On Monday, said Ms. Thin Han, a mother of three draft-age children, four plainclothes men and her neighborhood administrator – a local official appointed by the regime – went to every house on her street in Mandalay, searching names and ages. of each resident. At her house, she said, a man circled the names of each of her children while he wrote them down in her notebook.

“Now I live in constant fear,” he said.

Battlefield losses and desertions have taken their toll on the military, especially in recent months.

The shadow civilian government, the Government of National Unity, led by ethnic leaders and ousted elected officials, says its forces have seized hundreds of military posts and 41 towns and villages in upper Myanmar since late October. The rebels claim to control more than half of the country’s territory, but the army still controls the main cities.

“The start of conscription reflects the dire situation of the army, which has suffered defeats on multiple fronts and is struggling to recruit new soldiers,” said U Kyee Myint, a lawyer and political activist who is now in hiding. “This shows the desperation of the board.”

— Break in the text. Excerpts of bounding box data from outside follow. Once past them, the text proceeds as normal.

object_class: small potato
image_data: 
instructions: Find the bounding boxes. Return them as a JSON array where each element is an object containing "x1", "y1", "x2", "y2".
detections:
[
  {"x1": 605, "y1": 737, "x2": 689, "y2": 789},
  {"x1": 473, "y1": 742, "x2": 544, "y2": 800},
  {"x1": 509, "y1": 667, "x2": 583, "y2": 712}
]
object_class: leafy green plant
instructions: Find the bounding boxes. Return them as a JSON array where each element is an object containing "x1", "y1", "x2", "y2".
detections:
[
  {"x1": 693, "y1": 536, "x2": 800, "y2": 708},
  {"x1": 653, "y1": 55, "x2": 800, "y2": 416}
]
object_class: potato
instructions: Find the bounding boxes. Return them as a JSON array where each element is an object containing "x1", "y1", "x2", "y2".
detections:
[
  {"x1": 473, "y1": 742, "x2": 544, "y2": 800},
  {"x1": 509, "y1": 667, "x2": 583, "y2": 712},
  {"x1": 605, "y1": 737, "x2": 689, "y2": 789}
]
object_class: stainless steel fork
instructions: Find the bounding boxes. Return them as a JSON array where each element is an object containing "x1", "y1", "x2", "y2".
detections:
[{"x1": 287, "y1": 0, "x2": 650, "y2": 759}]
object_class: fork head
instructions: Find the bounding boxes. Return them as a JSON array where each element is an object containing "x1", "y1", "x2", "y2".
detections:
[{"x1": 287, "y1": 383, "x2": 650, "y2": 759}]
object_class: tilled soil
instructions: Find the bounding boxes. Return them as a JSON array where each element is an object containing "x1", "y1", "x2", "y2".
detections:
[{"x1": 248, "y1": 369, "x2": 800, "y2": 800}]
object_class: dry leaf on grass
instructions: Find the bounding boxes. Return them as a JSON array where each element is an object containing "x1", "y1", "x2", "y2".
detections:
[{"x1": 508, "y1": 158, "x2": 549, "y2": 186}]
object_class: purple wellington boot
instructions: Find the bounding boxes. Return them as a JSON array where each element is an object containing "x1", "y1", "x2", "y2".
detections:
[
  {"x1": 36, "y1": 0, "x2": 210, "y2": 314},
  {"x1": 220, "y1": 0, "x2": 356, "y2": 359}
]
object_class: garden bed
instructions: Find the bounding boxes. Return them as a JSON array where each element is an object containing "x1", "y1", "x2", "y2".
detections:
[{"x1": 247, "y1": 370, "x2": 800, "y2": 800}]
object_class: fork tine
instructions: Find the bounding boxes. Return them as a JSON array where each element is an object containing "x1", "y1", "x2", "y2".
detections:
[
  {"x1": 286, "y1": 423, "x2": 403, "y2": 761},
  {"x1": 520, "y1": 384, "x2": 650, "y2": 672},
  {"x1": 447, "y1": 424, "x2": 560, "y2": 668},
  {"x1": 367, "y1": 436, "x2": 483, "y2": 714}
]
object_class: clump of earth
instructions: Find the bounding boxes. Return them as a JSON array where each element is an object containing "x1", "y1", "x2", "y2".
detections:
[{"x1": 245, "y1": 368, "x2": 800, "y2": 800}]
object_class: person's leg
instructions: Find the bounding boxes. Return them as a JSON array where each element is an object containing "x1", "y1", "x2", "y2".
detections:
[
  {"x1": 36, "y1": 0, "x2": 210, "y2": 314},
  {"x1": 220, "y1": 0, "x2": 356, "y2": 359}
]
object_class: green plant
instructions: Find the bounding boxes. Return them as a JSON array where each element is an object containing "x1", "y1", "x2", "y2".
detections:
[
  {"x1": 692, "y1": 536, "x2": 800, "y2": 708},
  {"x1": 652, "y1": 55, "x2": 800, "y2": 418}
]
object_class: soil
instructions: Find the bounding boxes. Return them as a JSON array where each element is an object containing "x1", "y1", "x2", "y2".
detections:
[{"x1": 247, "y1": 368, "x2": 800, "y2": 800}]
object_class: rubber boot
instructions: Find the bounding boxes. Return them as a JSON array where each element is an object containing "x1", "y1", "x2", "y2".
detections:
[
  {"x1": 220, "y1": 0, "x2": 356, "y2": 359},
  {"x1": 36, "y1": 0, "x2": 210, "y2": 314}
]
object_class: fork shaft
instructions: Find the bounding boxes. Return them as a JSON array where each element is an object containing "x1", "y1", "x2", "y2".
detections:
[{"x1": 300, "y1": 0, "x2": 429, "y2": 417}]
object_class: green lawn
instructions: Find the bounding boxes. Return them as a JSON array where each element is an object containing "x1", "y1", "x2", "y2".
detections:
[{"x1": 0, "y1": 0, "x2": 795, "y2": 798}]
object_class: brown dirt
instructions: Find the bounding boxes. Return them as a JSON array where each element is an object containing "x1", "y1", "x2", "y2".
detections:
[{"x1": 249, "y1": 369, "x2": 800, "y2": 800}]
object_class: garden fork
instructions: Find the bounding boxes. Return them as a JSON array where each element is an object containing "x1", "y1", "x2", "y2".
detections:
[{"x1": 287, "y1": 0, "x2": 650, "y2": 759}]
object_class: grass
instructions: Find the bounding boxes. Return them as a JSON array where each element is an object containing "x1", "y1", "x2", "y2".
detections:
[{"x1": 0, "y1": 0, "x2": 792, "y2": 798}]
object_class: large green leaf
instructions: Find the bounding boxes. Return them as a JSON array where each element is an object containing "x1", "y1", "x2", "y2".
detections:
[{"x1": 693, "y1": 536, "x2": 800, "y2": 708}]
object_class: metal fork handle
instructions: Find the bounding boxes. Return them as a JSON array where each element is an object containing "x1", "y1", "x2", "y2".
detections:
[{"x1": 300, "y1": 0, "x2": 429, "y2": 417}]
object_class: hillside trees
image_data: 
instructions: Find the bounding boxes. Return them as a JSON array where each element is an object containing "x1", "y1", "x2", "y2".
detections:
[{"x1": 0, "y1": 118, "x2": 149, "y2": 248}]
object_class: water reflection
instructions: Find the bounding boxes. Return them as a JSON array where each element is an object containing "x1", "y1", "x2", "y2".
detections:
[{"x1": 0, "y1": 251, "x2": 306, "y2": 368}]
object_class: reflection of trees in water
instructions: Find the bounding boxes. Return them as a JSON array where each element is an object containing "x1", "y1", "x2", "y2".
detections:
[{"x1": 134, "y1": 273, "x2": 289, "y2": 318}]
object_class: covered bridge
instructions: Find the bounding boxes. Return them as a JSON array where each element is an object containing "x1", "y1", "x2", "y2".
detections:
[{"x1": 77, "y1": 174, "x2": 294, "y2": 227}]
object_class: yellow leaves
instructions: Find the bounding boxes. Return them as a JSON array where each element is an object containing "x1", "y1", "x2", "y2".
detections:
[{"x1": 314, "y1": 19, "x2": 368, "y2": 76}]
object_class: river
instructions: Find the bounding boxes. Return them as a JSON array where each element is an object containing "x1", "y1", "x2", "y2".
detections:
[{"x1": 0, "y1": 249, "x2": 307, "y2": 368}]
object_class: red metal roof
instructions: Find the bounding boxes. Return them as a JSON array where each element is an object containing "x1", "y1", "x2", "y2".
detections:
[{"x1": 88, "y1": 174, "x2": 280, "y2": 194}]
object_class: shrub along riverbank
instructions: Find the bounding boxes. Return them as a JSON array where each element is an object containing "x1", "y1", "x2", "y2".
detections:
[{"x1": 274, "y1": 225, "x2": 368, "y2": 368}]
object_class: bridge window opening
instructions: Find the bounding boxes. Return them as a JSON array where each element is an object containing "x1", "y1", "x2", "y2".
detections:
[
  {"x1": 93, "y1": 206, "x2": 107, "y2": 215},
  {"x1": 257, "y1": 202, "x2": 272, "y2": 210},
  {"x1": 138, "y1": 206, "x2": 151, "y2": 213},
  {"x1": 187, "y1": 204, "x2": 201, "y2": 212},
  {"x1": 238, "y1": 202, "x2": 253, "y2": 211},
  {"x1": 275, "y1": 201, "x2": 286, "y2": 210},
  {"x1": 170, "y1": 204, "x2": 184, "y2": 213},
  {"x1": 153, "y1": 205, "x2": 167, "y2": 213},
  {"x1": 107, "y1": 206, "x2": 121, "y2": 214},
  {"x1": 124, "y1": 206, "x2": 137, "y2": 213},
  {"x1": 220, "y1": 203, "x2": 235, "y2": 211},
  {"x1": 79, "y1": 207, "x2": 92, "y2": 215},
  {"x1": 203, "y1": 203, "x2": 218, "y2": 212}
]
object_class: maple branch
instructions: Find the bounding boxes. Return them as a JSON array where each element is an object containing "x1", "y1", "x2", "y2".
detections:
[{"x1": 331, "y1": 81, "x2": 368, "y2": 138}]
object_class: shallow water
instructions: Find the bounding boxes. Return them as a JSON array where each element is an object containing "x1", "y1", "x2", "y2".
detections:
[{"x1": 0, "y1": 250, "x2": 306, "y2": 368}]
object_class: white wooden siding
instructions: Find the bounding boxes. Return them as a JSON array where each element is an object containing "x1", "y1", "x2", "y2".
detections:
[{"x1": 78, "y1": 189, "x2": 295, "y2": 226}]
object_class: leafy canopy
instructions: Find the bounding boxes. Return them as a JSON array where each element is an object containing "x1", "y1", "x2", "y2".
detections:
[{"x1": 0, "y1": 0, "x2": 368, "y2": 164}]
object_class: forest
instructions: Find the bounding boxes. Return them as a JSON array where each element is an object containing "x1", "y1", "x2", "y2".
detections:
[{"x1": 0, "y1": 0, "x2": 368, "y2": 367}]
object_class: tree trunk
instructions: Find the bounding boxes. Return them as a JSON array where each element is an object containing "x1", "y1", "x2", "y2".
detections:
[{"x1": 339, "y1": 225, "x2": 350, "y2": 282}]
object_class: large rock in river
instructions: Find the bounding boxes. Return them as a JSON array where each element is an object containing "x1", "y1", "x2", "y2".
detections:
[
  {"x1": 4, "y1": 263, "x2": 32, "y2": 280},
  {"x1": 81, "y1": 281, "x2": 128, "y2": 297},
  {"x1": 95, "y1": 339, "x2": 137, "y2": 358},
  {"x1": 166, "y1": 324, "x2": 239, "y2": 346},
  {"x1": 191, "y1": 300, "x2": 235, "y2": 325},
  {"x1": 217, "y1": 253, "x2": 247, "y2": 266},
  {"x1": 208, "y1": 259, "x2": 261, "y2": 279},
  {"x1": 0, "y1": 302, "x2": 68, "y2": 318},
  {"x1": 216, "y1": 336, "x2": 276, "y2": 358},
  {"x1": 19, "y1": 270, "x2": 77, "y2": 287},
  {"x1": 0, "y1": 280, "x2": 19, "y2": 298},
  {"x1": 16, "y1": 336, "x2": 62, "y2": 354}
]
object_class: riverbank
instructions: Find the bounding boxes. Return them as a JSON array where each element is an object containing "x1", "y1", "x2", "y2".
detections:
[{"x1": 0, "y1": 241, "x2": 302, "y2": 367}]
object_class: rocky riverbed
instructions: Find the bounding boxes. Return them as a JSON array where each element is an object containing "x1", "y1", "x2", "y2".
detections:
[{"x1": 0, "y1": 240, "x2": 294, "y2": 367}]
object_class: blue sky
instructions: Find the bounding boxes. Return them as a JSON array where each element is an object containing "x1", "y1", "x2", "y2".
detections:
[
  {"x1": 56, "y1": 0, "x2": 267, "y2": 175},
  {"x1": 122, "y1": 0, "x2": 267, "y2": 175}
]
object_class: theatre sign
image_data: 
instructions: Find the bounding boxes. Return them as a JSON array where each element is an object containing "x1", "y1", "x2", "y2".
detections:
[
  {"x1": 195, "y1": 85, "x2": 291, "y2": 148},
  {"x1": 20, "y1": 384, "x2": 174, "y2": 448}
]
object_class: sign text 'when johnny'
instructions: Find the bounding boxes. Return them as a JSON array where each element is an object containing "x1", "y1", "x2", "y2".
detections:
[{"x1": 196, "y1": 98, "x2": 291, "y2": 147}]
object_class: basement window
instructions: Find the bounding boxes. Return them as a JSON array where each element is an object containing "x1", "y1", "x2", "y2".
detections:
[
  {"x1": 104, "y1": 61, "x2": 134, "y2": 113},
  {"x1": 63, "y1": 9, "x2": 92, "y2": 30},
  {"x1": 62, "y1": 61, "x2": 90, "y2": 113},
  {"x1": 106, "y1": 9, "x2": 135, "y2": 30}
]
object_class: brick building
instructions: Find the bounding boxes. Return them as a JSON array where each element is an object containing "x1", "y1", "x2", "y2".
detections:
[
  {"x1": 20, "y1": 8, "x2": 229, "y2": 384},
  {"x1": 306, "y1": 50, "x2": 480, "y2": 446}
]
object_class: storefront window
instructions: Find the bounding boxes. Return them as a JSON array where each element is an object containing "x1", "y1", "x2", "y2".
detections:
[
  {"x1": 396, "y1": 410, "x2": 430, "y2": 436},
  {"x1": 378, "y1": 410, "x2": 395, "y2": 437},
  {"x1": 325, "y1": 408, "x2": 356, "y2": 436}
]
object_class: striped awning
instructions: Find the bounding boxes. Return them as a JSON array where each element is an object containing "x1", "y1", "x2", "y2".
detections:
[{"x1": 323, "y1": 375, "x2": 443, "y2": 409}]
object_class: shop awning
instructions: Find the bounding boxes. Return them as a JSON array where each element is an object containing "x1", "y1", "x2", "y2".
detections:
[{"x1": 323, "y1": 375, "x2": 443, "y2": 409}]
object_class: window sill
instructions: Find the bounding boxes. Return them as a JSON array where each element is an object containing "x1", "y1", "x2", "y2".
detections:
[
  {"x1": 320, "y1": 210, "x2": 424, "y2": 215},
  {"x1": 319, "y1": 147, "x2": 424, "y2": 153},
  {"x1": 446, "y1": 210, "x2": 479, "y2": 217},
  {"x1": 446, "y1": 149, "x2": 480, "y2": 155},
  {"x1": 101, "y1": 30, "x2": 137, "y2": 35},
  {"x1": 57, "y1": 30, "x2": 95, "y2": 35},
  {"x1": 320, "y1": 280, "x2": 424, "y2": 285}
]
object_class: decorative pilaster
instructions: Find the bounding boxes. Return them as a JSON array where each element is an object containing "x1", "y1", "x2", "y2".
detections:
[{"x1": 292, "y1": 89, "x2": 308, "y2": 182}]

He noted that wealthier people could avoid conscription by paying a bribe, thus making conscription an effective money-making operation for regime officials.

Several men and women of military age who spoke to The New York Times said they would do everything they could to avoid serving in the military, including enlisting in rebel forces to fight the regime.

“I would rather risk my life in resistance than passively succumb to their tyranny,” said Ko Htet Aung Kyaw, 20, a student who has been involved in anti-junta protests since the Feb. 1, 2021 coup. junta army is not about defending the country. “It’s just about preserving the power of the board.”

A group calling itself Abrazo del Pueblo, which says it has helped more than 5,000 soldiers desert, offered its help to the new recruits. “The People’s Embrace team is always ready to help you escape as soon as possible,” the group posted on Facebook.

Alice Htun, 21, who came to Minnesota in December to study art at Saint Paul College, said she would consider seeking political asylum in the United States if the junta was still in power when she completed her studies.

For much of her life she has been exposed to the cruelty of the military. Her grandfather was a political prisoner. Her uncle was injured when soldiers forced him to walk ahead of them into battle carrying supplies. Last year, her family’s home in Shan State was riddled with bullets by soldiers fighting rebels. Her family has fled and her father is hiding.

Now, with mandatory military service, he worries millions more people will be vulnerable. Among other things, he said, students returning from abroad could be detained at the airport upon arrival and incorporated into the army.

“The growing military repression has reached everyone’s doors,” he said. “They will try to expand their power and oppress us in the most brutal way possible.”